Jim Bittle, a recent appointee to the Oregon Fish and Wildlife Commission, is clearly a valid and bona-fide stakeholder in Oregon wildlife management. A boat builder who advocates for fish and sportfishing, I am sure he would carefully consider his positions as a member of the commission. His commitment to get kids outdoors is one of my issues as well.
I will not take pleasure in going to the Oregon Senate and vigorously opposing his appointment. But I will oppose it.
Sport fisheries are one of the agency’s stakeholder groups, as are the landowners who I represent. Like ham and eggs for breakfast, both the pig and the hen are involved, but I think we could all agree that the pig’s involvement runs a little deeper. Landowners lose hundreds of thousands of dollars of their crops annually to elk, deer, geese, and other species. Cougars and wolves prey on their livestock. Tangentially, when other agencies such as the Forest Service, the Bureau of Land Management or the Department of Forestry produce plans or do rulemaking, the agency provides input that can create burdensome regulatory measures for landowners.
Landowners provide a lot for wildlife. At least 70 percent of the forage consumed by wildlife is grown on private land. During the last drought, $100,000 worth of waterhole maintenance kept water available to wildlife on 52,000 acres of desert range land on just my ranch. This effort was duplicated by other landowners all across Oregon. Weed control and fire fighting that benefit everyone are all done in the course of day-to-day ranching in rural Oregon. Landowners should be the first stakeholder group to be recognized — not a group to be left out while other stakeholders are over-represented.
One of the Governors recent successes in the natural resource field was the Sage Grouse Conserviation Partnership, started by former Gov. John Kitzhaber and seamlessly brought forward by Gov. Kate Brown. Cited as significant in the decision not to list sage-grouse as endangered, the partnership also is an example of the right way to tackle complex wildlife management issues. Landowners’ involvement as fundamental, key stakeholders was central to the sage-grouse effort. Now, this important message in wildlife management seems to have already been forgotten.
Earlier this year, a group of outsiders came to Oregon with the message that rancher’s needs could be better met by going outside the current legal framework.

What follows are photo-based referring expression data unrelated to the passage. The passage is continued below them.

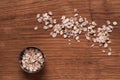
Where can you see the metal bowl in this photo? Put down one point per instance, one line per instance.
(20, 59)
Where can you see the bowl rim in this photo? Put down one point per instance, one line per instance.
(21, 54)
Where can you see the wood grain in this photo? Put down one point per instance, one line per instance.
(63, 62)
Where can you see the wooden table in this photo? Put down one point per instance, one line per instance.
(63, 62)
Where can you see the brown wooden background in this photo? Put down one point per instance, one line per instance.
(63, 62)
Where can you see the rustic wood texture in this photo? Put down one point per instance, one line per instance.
(63, 62)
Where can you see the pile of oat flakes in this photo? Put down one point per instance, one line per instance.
(73, 27)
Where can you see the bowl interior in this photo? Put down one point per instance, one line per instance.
(21, 55)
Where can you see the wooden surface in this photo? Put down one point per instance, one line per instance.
(63, 62)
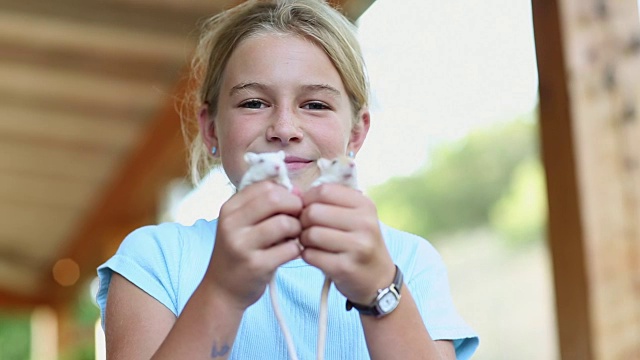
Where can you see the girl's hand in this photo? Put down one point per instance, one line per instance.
(341, 236)
(253, 238)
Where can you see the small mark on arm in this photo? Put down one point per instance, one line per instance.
(221, 352)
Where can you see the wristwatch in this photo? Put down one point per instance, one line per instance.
(386, 301)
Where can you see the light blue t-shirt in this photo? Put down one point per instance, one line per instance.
(169, 260)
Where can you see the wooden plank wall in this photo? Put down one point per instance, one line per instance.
(589, 68)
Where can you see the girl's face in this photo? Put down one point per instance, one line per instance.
(281, 92)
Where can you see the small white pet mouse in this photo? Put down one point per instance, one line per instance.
(265, 166)
(270, 166)
(341, 170)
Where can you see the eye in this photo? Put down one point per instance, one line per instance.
(253, 104)
(315, 105)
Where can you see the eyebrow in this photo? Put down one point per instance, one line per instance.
(306, 88)
(322, 88)
(246, 86)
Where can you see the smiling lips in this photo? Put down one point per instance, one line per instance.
(296, 163)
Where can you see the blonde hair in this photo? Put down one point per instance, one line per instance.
(314, 20)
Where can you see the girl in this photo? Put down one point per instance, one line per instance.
(279, 75)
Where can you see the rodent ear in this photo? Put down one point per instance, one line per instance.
(250, 157)
(323, 163)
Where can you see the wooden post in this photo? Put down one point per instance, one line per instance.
(589, 68)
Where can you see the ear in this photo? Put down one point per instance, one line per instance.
(359, 131)
(207, 127)
(251, 158)
(323, 163)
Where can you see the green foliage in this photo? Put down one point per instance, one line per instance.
(463, 182)
(15, 336)
(519, 216)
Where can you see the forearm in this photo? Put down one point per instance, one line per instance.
(206, 328)
(401, 334)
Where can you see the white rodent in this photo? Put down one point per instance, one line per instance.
(270, 166)
(341, 170)
(265, 166)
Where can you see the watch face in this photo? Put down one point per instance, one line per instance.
(388, 302)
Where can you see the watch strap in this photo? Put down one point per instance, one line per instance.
(372, 309)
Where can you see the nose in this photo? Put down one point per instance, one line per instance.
(284, 127)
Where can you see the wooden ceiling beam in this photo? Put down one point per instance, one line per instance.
(134, 67)
(153, 17)
(132, 198)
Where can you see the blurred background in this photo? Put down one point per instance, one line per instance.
(90, 148)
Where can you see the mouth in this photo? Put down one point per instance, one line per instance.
(296, 163)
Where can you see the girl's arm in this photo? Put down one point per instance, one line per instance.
(341, 236)
(250, 245)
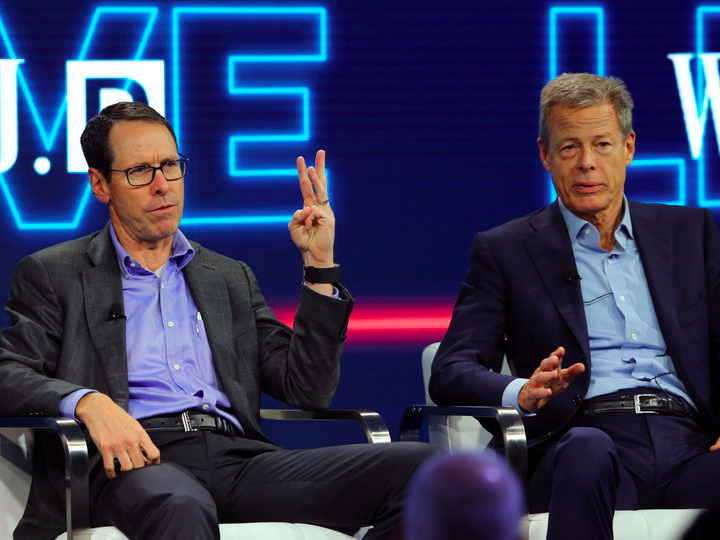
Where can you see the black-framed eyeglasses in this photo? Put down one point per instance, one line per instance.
(145, 174)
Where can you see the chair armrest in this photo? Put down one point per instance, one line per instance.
(514, 441)
(77, 507)
(372, 423)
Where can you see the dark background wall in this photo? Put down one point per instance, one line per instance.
(427, 110)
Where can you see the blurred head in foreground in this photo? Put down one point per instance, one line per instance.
(469, 495)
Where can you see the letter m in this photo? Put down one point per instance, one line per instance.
(696, 117)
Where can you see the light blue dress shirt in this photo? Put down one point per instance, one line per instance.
(627, 349)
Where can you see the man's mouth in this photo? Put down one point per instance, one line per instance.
(163, 208)
(587, 187)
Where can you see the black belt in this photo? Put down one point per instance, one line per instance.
(640, 403)
(189, 421)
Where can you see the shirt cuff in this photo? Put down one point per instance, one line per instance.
(69, 402)
(335, 294)
(511, 393)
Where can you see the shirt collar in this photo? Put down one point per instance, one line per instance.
(575, 225)
(181, 254)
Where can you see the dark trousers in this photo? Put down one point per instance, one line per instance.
(622, 461)
(205, 478)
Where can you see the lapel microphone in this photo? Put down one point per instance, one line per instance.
(116, 312)
(570, 275)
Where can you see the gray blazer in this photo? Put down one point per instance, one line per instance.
(63, 338)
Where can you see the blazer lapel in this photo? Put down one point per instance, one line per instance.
(210, 295)
(551, 252)
(655, 244)
(102, 289)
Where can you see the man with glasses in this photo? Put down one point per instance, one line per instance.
(161, 349)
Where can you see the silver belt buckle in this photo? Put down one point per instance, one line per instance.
(638, 410)
(188, 426)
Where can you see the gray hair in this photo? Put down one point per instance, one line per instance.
(579, 90)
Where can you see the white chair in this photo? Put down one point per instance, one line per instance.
(456, 428)
(15, 473)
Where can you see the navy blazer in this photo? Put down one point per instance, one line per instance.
(518, 300)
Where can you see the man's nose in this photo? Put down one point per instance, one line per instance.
(587, 159)
(159, 182)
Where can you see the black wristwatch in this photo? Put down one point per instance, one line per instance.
(321, 275)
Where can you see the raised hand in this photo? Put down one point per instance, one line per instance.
(312, 228)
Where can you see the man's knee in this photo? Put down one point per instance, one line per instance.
(587, 452)
(153, 501)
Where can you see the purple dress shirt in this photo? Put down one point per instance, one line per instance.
(170, 365)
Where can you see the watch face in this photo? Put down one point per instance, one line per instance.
(322, 275)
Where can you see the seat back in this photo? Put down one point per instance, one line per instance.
(14, 477)
(452, 433)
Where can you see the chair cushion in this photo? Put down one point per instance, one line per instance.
(244, 531)
(656, 524)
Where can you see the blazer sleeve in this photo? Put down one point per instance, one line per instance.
(301, 366)
(30, 346)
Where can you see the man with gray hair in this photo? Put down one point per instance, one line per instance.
(608, 311)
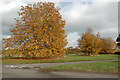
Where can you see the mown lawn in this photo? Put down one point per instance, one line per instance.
(68, 58)
(109, 67)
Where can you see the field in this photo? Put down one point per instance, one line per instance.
(68, 58)
(106, 67)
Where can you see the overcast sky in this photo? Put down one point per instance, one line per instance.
(101, 16)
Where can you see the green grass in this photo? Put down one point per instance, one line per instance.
(68, 58)
(109, 67)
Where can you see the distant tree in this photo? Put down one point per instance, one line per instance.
(89, 43)
(108, 45)
(38, 32)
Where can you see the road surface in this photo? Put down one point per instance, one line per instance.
(34, 71)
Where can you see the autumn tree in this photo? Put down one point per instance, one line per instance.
(89, 43)
(38, 32)
(108, 45)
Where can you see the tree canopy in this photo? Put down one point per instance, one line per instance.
(37, 32)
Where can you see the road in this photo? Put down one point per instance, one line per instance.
(34, 71)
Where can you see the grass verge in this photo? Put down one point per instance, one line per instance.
(68, 58)
(106, 67)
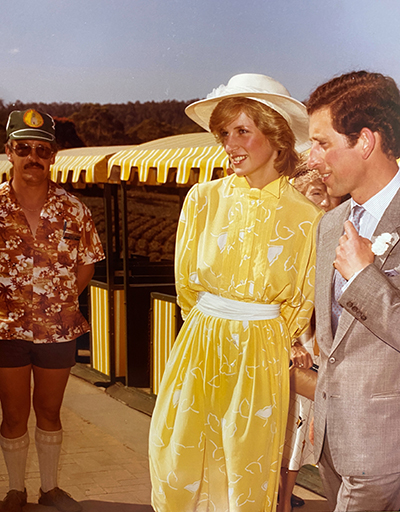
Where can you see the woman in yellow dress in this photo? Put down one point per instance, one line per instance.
(244, 271)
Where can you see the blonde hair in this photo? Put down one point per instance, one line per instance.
(267, 120)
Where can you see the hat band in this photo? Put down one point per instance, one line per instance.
(32, 133)
(221, 92)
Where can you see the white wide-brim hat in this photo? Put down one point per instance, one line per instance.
(260, 88)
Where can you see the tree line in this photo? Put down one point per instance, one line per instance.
(94, 124)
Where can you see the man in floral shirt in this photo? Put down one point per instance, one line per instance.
(48, 247)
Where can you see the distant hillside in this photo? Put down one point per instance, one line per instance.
(92, 124)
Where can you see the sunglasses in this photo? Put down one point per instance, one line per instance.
(24, 149)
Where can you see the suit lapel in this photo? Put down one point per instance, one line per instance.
(389, 223)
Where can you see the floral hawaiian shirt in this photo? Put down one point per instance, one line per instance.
(38, 275)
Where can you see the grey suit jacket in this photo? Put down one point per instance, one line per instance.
(357, 398)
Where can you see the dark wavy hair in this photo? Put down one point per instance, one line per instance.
(358, 100)
(267, 120)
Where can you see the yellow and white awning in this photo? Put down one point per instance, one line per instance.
(5, 168)
(85, 165)
(170, 159)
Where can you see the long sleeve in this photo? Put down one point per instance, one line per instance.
(185, 256)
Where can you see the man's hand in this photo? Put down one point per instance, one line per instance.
(353, 252)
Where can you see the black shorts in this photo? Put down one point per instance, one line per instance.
(17, 353)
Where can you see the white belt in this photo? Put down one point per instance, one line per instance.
(214, 305)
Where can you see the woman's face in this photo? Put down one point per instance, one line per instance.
(250, 152)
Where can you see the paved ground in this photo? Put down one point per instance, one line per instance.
(104, 456)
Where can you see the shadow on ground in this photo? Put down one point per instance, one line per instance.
(95, 506)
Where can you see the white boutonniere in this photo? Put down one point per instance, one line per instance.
(381, 244)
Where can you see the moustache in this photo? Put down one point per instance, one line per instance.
(34, 164)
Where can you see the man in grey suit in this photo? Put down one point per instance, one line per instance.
(355, 134)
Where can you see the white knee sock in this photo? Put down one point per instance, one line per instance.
(48, 446)
(15, 452)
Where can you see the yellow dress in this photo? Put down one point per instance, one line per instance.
(218, 428)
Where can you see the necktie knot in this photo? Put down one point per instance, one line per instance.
(356, 214)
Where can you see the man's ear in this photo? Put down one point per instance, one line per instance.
(367, 142)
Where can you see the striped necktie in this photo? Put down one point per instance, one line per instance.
(338, 280)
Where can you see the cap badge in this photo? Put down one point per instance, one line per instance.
(33, 119)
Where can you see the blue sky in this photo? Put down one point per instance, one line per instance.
(114, 51)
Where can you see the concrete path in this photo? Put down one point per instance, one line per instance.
(104, 461)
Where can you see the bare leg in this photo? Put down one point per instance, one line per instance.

The Oregon Cattlemen’s Association was prompt and clear with its response. Even though we had many concerns with how the government was handling the natural resource issues that greatly affect our lives and livelihoods, we felt it was extremely important as we moved forward to address our concerns within the laws and the system in place.
I still firmly believe that, right down to my socks, but the governor is making it difficult for me to make that case to my fellow ranchers by ignoring landowners on one of her most critical natural resource commissions.